University of Alberta Logo

Aleph — The Science Inference Cluster

License: MIT Kubernetes GPU Scheduling Serving Models Docker Hub

170+ science and language models — one endpoint, one key, from protein folds to LLMs.

One point. Every model. Infinite unity.

Deployed on the University of Alberta / AMII Vulcan environment for multi-model GPU inference

Maintained by: Rahim Khoja (khoja1@ualberta.ca) and Karim Ali (kali2@ualberta.ca)


📖 Description

Aleph is a complete multi-model inference platform — a self-deploying RKE2 Kubernetes cluster, HAMi GPU virtualization, KServe/Knative serving, 170+ model definitions, and a FastAPI gateway that unifies them all behind one OpenAI- and Anthropic-compatible endpoint. Protein structure, genomics, materials, climate, astronomy, medical imaging, and LLMs — one key, one URL, scale-to-zero.

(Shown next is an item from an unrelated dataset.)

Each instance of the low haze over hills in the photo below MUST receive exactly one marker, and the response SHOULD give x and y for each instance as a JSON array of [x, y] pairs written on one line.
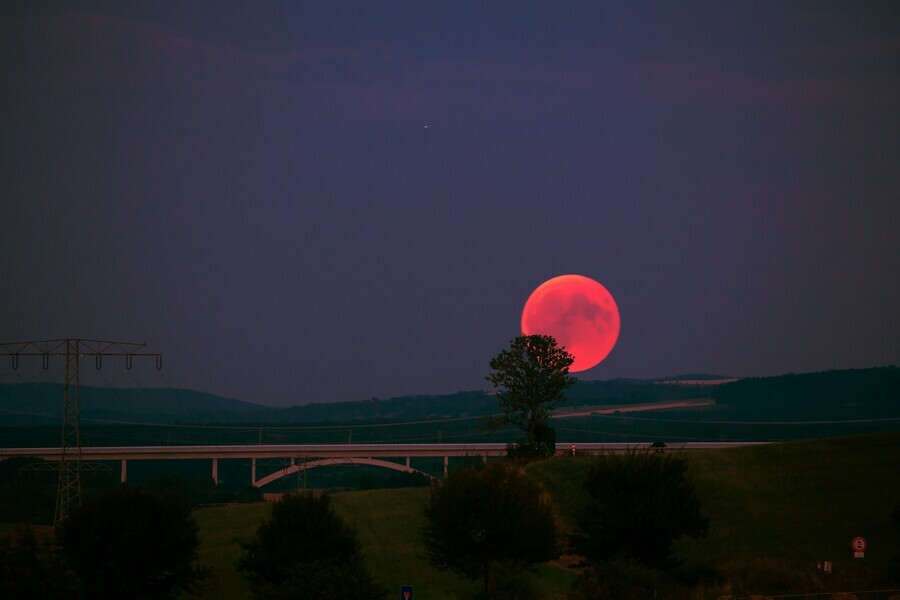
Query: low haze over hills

Not a chatbot stack. CERN runs a similar KServe-based platform for physics inference at ml.cern.ch; Aleph is that idea applied across all research science — AlphaFold alongside Gemma, MACE alongside Qwen, NeuralGCM alongside DeepSeek. The gateway discovers models from the Kubernetes API — a labeled details.yaml ConfigMap plus live InferenceService state — and routes by model ID to predictor pods through the Knative local gateway. No model names are hardcoded; add a model by applying YAML, and it appears in the catalog. Shaped by the DOE's Genesis Mission push for autonomous science, DeepMind's agent work, Chinese AI labs' open releases, and CERN's production platform.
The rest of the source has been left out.